Custom configurations via EXTEND.md.

**Check paths** (priority order):
1. `.baoyu-skills/baoyu-image-gen/EXTEND.md` (project)
2. `~/.baoyu-skills/baoyu-image-gen/EXTEND.md` (user)

If found, load before workflow. Extension content overrides defaults.

Overview

This skill provides CLI-driven image generation using official OpenAI and Google APIs via an AI SDK. It supports text-to-image, reference-image editing, aspect ratios, size presets, and quality levels for quick, reproducible image outputs. The tool auto-selects provider based on available keys but allows explicit provider and model selection.

How this skill works

Scripts in the scripts/ directory expose a main CLI that accepts prompt text, prompt files, reference images, output path, and generation options. The CLI picks a provider (OpenAI or Google) based on flags and available API keys, maps quality/aspect settings to provider parameters, calls the respective SDK image endpoints, saves images, and can print JSON metadata. It retries once on failure and warns/ignores incompatible options like references with image-only models.

When to use it

  • Generate single or batch images from plain prompts or prompt files.
  • Create variants with specific aspect ratios or exact sizes for cover art, banners, and social posts.
  • Produce higher-resolution outputs (2k) for presentations or infographics.
  • Edit images using reference files when using Google multimodal models.
  • Integrate image generation into agent workflows where OpenAI or Google APIs are available.

Best practices

  • Prepare prompts in dedicated files for complex or repeatable scenes and pass them with --promptfiles for consistency.
  • Specify --image to set the exact output path; use --json for machine-readable results in pipelines.
  • Pick quality presets: use normal for quick iterations and 2k for final assets requiring more detail.
  • When both API keys exist, set --provider explicitly if you need a specific model behavior.
  • Provide --ref only when using Google multimodal models; the CLI will warn and ignore refs for image-only models.

Example use cases

  • Generate a 2.35:1 cover image for an article with --ar 2.35:1 and --quality 2k.
  • Create square social media images with --ar 1:1 for Instagram posts.
  • Edit a photo by supplying --ref original.png and a targeted prompt with --provider google.
  • Batch-produce illustrated scenes by supplying multiple prompt files via --promptfiles.
  • Run CI tasks that emit JSON metadata by adding --json for automated asset ingestion.

FAQ

Which provider is used if I don't specify one?
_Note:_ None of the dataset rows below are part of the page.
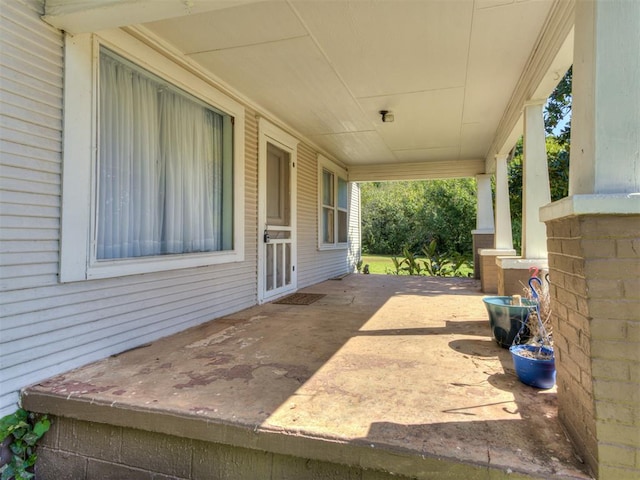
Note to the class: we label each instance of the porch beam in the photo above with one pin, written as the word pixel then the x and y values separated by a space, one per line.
pixel 416 171
pixel 82 16
pixel 551 57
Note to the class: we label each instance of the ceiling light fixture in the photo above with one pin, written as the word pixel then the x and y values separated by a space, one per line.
pixel 387 116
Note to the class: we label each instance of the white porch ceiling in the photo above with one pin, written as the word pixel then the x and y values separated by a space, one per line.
pixel 447 69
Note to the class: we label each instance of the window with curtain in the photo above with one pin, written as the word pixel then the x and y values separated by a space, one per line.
pixel 334 206
pixel 165 167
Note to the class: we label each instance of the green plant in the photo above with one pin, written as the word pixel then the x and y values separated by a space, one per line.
pixel 434 263
pixel 24 429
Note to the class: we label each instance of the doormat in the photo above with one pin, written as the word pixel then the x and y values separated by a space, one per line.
pixel 300 299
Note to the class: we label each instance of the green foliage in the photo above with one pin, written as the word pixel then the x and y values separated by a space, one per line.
pixel 431 263
pixel 24 429
pixel 558 109
pixel 558 144
pixel 406 215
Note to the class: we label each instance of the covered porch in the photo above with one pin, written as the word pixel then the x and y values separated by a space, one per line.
pixel 382 377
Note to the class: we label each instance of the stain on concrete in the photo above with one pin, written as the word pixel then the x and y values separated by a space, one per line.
pixel 76 387
pixel 237 372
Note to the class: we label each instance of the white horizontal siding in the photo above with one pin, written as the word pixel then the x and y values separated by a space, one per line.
pixel 48 327
pixel 30 147
pixel 313 265
pixel 354 226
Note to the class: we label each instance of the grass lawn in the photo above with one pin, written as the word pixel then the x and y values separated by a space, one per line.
pixel 378 263
pixel 381 264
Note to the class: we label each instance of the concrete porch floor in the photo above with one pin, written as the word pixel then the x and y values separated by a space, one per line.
pixel 385 373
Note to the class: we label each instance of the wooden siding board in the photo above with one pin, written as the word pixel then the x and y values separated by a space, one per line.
pixel 31 75
pixel 26 186
pixel 28 105
pixel 27 15
pixel 29 175
pixel 22 247
pixel 29 133
pixel 87 309
pixel 49 343
pixel 7 159
pixel 35 96
pixel 23 210
pixel 27 151
pixel 36 223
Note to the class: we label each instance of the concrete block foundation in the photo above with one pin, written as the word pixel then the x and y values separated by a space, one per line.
pixel 594 261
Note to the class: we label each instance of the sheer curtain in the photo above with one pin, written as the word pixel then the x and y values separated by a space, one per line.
pixel 160 167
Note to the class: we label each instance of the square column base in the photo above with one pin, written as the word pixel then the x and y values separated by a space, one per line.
pixel 482 239
pixel 514 274
pixel 489 268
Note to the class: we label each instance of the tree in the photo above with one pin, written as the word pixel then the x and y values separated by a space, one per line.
pixel 399 215
pixel 557 120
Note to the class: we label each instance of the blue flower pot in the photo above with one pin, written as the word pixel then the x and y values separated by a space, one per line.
pixel 536 372
pixel 506 320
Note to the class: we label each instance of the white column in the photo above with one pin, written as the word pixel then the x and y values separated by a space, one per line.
pixel 504 235
pixel 605 145
pixel 535 179
pixel 484 217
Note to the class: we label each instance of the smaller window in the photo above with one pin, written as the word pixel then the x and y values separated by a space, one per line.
pixel 334 205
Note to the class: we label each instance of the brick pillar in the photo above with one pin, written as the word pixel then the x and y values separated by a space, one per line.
pixel 594 263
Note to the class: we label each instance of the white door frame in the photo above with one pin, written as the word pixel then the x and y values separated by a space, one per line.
pixel 269 133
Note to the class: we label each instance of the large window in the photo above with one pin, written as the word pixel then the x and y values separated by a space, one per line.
pixel 334 205
pixel 153 163
pixel 165 167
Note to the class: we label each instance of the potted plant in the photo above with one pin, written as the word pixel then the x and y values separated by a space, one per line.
pixel 533 358
pixel 508 318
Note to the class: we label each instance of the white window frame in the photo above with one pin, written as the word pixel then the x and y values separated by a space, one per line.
pixel 79 178
pixel 325 164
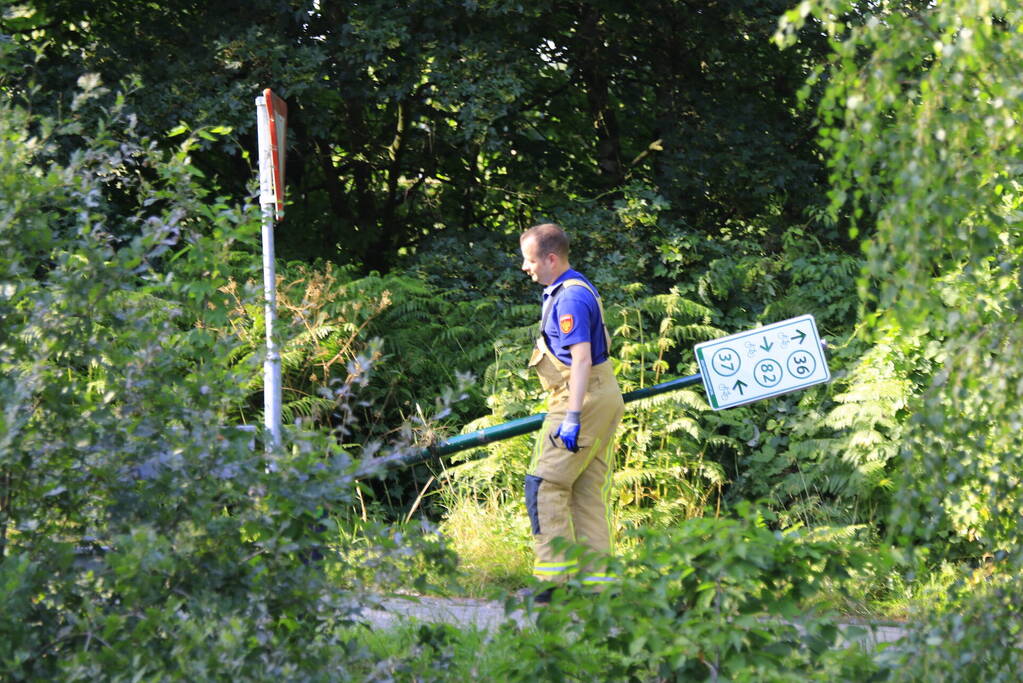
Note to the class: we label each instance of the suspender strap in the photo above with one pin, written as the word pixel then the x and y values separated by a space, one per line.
pixel 574 282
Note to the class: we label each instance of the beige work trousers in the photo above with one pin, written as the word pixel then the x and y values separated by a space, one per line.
pixel 567 493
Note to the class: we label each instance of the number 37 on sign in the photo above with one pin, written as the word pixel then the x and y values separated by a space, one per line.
pixel 749 366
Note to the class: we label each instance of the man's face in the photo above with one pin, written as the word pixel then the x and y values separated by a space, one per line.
pixel 539 268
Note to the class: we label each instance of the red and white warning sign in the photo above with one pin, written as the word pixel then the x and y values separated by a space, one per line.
pixel 271 124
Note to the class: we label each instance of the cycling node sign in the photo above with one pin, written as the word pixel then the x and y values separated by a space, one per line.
pixel 764 362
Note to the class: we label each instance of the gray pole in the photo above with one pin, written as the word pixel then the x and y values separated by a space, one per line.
pixel 271 366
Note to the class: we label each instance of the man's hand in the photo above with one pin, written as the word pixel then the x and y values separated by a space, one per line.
pixel 569 430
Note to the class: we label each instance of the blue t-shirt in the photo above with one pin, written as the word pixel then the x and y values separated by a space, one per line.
pixel 575 318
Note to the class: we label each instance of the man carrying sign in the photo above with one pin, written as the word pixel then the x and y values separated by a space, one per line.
pixel 567 490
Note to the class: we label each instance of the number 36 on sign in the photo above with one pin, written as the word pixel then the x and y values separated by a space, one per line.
pixel 749 366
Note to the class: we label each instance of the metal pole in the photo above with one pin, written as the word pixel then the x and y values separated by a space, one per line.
pixel 527 424
pixel 271 366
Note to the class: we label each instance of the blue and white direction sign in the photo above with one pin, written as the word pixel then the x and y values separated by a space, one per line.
pixel 764 362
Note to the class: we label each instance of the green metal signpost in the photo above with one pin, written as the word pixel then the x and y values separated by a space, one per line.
pixel 527 424
pixel 798 365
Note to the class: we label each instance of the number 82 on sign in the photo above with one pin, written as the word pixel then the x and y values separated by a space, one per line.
pixel 757 364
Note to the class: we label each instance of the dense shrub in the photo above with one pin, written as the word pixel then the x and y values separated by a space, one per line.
pixel 141 534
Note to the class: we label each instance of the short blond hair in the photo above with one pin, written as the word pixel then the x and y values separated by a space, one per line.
pixel 550 238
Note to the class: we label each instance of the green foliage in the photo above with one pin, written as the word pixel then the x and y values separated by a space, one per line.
pixel 920 117
pixel 436 120
pixel 711 599
pixel 141 534
pixel 977 639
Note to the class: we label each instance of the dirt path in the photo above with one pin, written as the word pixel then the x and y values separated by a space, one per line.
pixel 488 615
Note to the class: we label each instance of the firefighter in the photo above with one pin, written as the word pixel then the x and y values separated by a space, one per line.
pixel 570 474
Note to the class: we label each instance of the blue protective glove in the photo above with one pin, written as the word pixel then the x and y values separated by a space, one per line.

If you don't set --provider, the tool uses the provider selection rules: use the only available API key, or default to Google when both keys exist.

How do I include multiple reference images?

Pass multiple files to --ref (e.g., --ref a.png b.png). Reference images are supported for Google multimodal models; other providers will ignore them with a warning.